Precautions should be taken during pregnancy and breastfeeding.

In an acute asthma attack, it should not be used.

4) Corticosteroids

i) Systemic Corticosteroids

Common side effects such as muscle weakness, fragile bone, high blood pressure, diabetes, weight gain, thinning of the skin, glaucoma, and cataracts.

Precautions

Paradoxical bronchospasm

With systematic corticosteroid therapy, the initial growth is reduced in children.

ii) Inhaled Corticosteroids

Common side effects like hoarse voice may be developed, and fungal infections of the mouth or throat may occur.

Precautions

The height and weight of the children should be measured on an annual basis.

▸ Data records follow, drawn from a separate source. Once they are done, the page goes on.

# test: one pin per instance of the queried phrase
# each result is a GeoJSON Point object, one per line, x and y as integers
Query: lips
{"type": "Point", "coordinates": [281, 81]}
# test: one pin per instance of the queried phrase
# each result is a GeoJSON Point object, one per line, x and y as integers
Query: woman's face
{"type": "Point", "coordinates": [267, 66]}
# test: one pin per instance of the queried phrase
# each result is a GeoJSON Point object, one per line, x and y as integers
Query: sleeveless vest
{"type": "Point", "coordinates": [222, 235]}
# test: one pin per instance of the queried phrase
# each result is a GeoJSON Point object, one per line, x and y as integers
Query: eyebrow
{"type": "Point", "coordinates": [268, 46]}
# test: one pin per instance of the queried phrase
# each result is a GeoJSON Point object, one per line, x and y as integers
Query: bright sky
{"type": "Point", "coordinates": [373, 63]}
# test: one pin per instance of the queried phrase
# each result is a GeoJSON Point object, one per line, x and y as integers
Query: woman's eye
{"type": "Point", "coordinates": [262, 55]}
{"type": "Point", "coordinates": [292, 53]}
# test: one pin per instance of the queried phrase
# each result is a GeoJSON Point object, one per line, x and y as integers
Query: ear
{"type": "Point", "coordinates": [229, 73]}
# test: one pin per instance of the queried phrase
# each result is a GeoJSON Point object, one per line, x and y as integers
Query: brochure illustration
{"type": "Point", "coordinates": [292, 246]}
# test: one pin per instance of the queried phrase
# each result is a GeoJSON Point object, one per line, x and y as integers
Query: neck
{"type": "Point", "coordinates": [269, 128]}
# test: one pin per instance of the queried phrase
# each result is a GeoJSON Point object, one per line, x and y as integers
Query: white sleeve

The high dose should be avoided due to the adrenal crisis, and coma in children.

5) Xanthines

Common side effects such as nausea, vomiting, diarrhea, gastric irritation, arrhythmias, headache, and insomnia.

Precautions

The intravenous, as well as other routes of administration of xanthenes, should be avoided.

While used in elderly patients, smokers, and alcoholics, caution should be taken.

For patients with heart failure, viral infections as well as hepatic impairment, it should be used with caution.

I hope that you have liked the article on the topic of antiasthmatic drugs. If you have not understood anything please ask in comment.